AI benefits or beats the green transition path?

Meeting decarbonization goals in time to avoid the worst impacts of climate change will require an unprecedented amount of coordination between economic sectors in record time, which will be nearly impossible to carry out smoothly without machine learning. However, as the uptake of artificial intelligence expands, so too does its already enormous carbon footprint, raising the question of whether the use of AI in the decarbonization movement is essential or counterproductive. It’s a cath 22 situation.

The global green energy transition will require a scale and speed of systems transformation never before seen in history. In order to go as smoothly as possible, this process will rely heavily upon massive, complex, and nuanced computing power. Enter Artificial Intelligence. Around the world, AI is already playing a major role in renewable energy forecasting, smart grids, coordination of energy demand and distribution, maximizing efficiency of power production, and research and development of new materials – and that’s just the beginning.

The role of AI in the energy industry is about to take off thanks to a rapidly changing power sector, the scale of the transformation and the investments needed to make it happen, and an increasingly complex system of grid distribution and decentralization. Due to all of these rapid and sweeping systems-level changes, AI will be integral in ensuring maximum efficiency within decarbonization initiatives. Reaching net-zero greenhouse gas emissions in the energy sector alone will require infrastructure investments costing between $92 trillion and $173 trillion by 2050, according to estimates. AI has a massive role to play here, as “even small gains in flexibility, efficiency or capacity in clean energy and low-carbon industry can therefore lead to trillions in value and savings.”

The irony: all of this is going to require enormous amounts of computing power, which means enormous amounts of energy. Already, the carbon footprint of Artificial Intelligence is almost as large as that of Bitcoin – which is to say, equivalent to that of entire developed nations. “Currently, the entire IT industry is responsible for around 2 percent of global CO2 emissions,” Science Alert recently reported. What’s more, consulting firm Gartner projects that if business continues as usual, the AI sector alone will consume 3.5 percent of global electricity by 2030.

It has been estimated that training GPT-3, the predecessor of ChatGPT, required approximately 1,287-megawatt hours of electricity and 10,000 computer chips – that’s enough to power about 121 homes in the United States for an entire year. It’s also enough energy to produce around 550 tonnes of carbon dioxide. Indeed, it’s estimated that Open.AI, the creators of ChatGPT, spend about US$700,000 per day on computing costs alone to run its chatbot service for its 100 million users around the globe.

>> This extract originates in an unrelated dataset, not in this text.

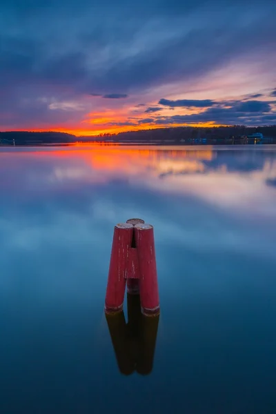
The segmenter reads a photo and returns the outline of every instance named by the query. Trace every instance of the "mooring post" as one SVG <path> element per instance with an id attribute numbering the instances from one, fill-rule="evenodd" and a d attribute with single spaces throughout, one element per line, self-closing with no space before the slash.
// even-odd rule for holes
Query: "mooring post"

It’s very important to be careful with the use of AI to make sure that it does more good than harm – and that’s just in reference to its environmental impacts, leaving all of the other ethical and moral quandaries aside. The first major consideration when deciding how or whether to use AI in a renewable energy application is to determine whether it’s strictly necessary. Often, the use of AI can be more seductive than pragmatic. If it is necessary, engineers can next consider whether the energy used for the training is responsibly sourced, whether workloads are designed for maximum energy efficiently, and calculate and consider embedded emissions.